Bevor Friseurin Stefanie Merle die Schere ansetzt, holt sie erstmal den Zollstock. Bei ihrer Kundin Saba Siami müssen 30 Zentimeter Haare ab, damit der Plan gelingt. Merle nickt Siami zu, die Länge passt. Siamis dichten, dunklen Locken geht es heute an den Kragen. Die 44-Jährige hat ihre Haare über eineinhalb Jahre bewusst wachsen lassen. Für den guten Zweck: Sie möchte ihre prächtige Mähne zur Fertigung von Perücken spenden.
"Auf Instagram habe ich Videos von jungen Mädchen gesehen, die krankheitsbedingt an Haarausfall leiden. Ihr Schicksal hat mich sehr berührt. Meine Haare wachsen schnell. Das brachte mich auf die Idee", sagt die Unternehmerin aus Ritzerau (Kreis Herzogtum Lauenburg). Auf dem Internetportal www.haare-spenden.de fand sie unter 360 Partner-Salons bundesweit den Friseur van Ruiten in Bad Oldesloe.
Die auf dem Portal registrierten Friseure schicken die gespendeten Haare ihrer Kunden an die Zweithaar-Manufaktur Rieswick im Münsterland. Die knüpft aus den Haaren Perücken nach Maß für Kunden, die aus medizinischen Gründen ihre Haare verloren haben, etwa durch eine Krebstherapie.
Das Prinzip ist einfach: Jeder kann seine Haare spenden. Die Länge der abgeschnittenen Haare muss 30 Zentimeter betragen, bei gefärbten Haaren müssen es mindestens 40 Zentimeter sein. Das Haare-wachsen-lassen ist vermutlich das größte Hindernis, denn das erfordert Geduld. Ein bis eineinhalb Zentimeter wachsen Haare pro Monat.

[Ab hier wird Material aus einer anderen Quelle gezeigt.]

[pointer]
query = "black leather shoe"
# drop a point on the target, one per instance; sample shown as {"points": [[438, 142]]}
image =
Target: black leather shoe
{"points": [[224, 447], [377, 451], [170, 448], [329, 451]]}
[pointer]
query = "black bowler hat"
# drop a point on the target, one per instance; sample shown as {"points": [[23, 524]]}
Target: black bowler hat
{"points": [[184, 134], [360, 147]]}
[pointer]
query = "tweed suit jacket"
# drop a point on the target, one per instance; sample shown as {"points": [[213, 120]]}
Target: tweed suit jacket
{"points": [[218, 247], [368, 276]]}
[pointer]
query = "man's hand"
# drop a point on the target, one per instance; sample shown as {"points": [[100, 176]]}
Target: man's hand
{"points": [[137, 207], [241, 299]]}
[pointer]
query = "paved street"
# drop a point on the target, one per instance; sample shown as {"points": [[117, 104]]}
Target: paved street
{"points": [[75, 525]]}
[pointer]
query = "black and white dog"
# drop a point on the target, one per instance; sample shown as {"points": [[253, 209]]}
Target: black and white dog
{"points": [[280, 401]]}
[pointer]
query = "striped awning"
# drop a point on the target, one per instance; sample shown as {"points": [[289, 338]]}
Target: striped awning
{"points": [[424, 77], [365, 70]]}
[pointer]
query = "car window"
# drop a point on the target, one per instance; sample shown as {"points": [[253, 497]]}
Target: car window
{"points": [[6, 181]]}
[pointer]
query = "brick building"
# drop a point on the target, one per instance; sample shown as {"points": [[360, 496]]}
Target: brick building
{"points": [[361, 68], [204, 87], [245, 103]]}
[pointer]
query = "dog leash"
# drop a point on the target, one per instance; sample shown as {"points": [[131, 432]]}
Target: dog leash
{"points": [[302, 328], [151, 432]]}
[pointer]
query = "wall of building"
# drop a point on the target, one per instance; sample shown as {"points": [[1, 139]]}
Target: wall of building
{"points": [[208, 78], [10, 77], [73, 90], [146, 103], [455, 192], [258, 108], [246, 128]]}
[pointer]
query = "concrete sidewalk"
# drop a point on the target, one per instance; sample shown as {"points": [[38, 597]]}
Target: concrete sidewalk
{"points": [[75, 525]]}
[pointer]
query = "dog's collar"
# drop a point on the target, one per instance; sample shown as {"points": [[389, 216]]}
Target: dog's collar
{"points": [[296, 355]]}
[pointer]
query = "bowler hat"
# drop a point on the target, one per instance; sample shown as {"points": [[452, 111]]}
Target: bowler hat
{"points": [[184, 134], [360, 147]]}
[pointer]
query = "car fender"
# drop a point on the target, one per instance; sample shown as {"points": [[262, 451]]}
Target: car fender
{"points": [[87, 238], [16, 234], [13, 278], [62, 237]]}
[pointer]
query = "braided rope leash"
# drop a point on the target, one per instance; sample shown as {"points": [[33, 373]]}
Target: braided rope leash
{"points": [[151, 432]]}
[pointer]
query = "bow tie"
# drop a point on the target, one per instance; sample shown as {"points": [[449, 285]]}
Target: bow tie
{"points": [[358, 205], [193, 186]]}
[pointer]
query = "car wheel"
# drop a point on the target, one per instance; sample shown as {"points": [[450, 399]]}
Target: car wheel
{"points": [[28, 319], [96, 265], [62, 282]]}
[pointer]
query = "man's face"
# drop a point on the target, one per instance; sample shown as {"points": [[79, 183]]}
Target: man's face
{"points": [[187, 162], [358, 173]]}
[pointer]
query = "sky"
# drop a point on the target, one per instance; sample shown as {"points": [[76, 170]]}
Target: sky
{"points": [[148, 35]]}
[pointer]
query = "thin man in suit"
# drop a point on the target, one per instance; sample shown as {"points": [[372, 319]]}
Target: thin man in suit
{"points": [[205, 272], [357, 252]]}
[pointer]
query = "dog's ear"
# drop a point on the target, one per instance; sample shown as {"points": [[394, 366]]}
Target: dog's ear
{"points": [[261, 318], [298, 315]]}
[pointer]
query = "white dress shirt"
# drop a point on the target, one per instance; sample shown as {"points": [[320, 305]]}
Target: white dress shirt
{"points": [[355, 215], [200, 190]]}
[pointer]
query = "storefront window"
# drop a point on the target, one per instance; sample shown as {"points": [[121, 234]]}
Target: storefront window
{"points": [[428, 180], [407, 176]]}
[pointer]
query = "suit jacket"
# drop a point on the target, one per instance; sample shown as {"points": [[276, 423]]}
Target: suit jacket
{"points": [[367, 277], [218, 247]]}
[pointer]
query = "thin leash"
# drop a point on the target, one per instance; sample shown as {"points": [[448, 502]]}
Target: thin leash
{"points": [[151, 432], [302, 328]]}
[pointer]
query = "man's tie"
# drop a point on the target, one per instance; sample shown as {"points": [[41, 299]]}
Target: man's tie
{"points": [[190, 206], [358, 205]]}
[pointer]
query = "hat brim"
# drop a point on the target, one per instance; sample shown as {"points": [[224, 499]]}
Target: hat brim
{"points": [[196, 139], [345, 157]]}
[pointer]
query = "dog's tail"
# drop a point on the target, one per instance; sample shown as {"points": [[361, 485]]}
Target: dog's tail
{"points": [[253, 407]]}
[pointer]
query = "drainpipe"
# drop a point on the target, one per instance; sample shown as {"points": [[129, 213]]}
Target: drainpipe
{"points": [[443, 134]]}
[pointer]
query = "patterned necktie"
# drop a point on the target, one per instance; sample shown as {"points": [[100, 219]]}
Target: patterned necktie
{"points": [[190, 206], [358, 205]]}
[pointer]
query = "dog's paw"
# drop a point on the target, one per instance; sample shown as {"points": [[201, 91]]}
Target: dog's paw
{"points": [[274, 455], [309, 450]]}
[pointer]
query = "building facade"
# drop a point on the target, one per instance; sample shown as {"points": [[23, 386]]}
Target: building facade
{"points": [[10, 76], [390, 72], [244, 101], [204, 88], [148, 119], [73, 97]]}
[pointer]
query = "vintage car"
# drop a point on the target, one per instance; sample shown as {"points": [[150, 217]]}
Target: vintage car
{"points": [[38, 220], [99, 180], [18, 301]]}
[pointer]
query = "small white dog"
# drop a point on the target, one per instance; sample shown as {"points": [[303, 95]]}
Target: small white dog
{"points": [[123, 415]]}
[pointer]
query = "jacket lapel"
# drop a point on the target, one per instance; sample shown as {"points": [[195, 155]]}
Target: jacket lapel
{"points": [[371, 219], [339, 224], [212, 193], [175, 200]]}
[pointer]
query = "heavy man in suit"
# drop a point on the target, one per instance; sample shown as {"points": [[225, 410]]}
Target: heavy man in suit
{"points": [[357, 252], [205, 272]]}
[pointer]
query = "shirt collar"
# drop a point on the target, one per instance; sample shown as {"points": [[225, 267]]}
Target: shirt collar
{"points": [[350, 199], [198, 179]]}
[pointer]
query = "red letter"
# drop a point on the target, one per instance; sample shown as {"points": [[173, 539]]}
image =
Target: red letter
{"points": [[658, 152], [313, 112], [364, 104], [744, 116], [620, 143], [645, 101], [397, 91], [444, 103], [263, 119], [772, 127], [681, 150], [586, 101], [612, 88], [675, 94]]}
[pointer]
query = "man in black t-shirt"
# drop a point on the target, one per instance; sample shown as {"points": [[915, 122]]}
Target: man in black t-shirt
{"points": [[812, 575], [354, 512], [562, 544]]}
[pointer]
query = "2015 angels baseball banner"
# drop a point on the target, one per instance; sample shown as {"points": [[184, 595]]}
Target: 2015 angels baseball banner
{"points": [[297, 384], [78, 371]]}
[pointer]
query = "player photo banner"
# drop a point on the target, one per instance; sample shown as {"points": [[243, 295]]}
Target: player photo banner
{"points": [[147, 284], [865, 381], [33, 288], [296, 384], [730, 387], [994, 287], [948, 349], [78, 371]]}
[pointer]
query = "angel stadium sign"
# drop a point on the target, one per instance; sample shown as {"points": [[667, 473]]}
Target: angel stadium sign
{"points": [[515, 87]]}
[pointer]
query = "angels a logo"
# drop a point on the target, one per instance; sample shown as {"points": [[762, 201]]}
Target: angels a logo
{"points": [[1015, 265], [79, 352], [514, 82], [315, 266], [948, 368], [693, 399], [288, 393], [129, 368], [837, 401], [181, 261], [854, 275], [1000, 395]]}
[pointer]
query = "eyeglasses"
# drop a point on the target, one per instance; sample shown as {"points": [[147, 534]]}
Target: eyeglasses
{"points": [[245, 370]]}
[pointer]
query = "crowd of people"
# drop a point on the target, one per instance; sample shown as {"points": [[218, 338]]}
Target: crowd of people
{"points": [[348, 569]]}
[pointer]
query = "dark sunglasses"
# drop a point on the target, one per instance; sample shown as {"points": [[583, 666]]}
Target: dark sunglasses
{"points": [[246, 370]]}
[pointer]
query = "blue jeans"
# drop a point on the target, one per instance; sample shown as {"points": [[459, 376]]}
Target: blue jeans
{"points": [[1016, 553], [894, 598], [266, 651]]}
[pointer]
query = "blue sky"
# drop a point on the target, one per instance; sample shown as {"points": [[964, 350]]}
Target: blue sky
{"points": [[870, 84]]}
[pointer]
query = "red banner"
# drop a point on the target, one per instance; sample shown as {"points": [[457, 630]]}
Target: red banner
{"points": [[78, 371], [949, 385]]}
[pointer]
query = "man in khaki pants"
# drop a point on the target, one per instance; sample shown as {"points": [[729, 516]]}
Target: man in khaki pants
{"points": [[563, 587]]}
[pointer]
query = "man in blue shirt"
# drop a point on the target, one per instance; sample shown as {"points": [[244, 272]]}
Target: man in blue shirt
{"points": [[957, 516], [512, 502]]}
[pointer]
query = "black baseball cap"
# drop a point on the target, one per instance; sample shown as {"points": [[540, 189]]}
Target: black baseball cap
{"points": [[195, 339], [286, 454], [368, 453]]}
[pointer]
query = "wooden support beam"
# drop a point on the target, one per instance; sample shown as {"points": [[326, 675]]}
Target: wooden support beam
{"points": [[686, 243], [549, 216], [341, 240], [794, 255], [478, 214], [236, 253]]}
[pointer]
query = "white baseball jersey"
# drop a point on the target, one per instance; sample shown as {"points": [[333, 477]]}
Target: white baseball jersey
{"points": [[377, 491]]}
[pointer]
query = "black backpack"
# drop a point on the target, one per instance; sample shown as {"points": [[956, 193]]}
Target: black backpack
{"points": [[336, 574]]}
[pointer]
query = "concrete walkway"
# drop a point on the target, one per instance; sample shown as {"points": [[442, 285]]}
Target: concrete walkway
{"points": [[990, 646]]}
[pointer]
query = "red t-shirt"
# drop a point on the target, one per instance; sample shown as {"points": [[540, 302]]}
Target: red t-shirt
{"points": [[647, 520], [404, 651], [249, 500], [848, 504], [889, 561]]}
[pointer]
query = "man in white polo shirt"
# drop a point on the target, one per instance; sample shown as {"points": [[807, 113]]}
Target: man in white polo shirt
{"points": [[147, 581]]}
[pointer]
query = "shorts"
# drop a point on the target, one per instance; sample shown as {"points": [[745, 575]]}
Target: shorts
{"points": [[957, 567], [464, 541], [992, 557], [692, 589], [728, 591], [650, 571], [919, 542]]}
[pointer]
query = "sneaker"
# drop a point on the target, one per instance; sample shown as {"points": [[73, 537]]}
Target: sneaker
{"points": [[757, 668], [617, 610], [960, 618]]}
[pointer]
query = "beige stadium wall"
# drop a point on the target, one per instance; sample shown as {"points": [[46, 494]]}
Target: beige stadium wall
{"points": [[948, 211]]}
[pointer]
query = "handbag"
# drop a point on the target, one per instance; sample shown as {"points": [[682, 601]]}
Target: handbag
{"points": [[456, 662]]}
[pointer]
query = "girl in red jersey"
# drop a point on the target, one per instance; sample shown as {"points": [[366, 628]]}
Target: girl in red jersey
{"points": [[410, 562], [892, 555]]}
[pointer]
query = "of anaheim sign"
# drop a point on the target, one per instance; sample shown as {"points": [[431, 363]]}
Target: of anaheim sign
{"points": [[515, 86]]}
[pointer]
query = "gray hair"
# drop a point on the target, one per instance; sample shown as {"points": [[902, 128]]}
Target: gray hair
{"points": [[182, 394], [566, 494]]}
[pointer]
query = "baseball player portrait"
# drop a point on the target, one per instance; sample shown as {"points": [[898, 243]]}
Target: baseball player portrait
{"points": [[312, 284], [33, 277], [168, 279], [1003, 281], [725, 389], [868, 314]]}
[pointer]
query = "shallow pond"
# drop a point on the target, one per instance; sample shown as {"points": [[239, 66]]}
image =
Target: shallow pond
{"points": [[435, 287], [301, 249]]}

Perücken für Kinder und Jugendliche zahlungsfrei
Vier bis fünf Haarspenden braucht die Manufaktur Rieswick für eine Echthaar-Perücke. "Die Perücken werden im Ausland per Hand geknüpft. Das ist Aufwand und dauert entsprechend", erklärt Manufaktur-Mitarbeiterin Yvonne Buss. Kund:innen warten vier bis fünf Monate auf ihren Haarersatz. Auch der Preis ist hoch: Zwischen 1.500 und 4.500 Euro kostet eine Perücke. Aber dank der 150 bis 200 Haarspenden, die die Manufaktur täglich von den Partner-Salons bekommt, erhalten Kinder und Jugendliche bis 17 Jahren ihre Perücken zuzahlungsfrei.
Friseur-Salon-Inhaberin Marita van Ruiten schickt seit zwei Jahren etwa einmal im Monat Haare von Kund:innen an die Manufaktur. "Mein Nachbar hat lange Haare und fragte mich, ob er sie bei mir spenden könnte. Ich fand die Idee gut, habe mich informiert und schließlich mit der Manufaktur Kontakt aufgenommen", erklärt van Ruiten.
Die Kund:innen in ihrem Salon zahlen den Preis für ihren neuen Haarschnitt, den Rest übernimmt der Salon. Die abgeschnittenen Haare werden geflochten, damit sie sich beim Transport nicht verknoten, und an die Manufaktur geschickt. "Für uns ist das kaum Aufwand, aber wir tragen dazu bei, dass kranke Menschen sich wieder wohler fühlen", sagt van Ruiten.
Für Saba Siami kommt nun der spannende Moment: Sie muss sich von ihren langen Haaren verabschieden. Das fällt ihr aber nicht schwer. "Zum Schluss haben sie mich genervt", sagt sie. Friseurin Stefanie Merle bindet rund 15 einzelne Zöpfe, die sie nach und nach abschneidet. Am Ende bringt sie die kurzen Locken noch mit Föhn und Haargel in Form, fertig ist Siamis neuer Look.
"Wahnsinn, wie leicht und luftig mein Kopf sich plötzlich anfühlt", sagt sie und lacht ihrem neuen Spiegelbild zu. "Dass meine Haare so kurz werden, hätte ich allerdings nicht gedacht." Sie sei aber zufrieden und sehe auch einen großen Vorteil in dem Kurzhaarschnitt. "Morgens im Bad geht es jetzt richtig schnell."
Marita van Ruiten wartet in ihrem Salon derweil noch auf einen ganz bestimmten Kunden. Ihr Nachbar, der sie zu der Aktion motiviert hatte, konnte sich bislang noch nicht von seinen Haaren trennen.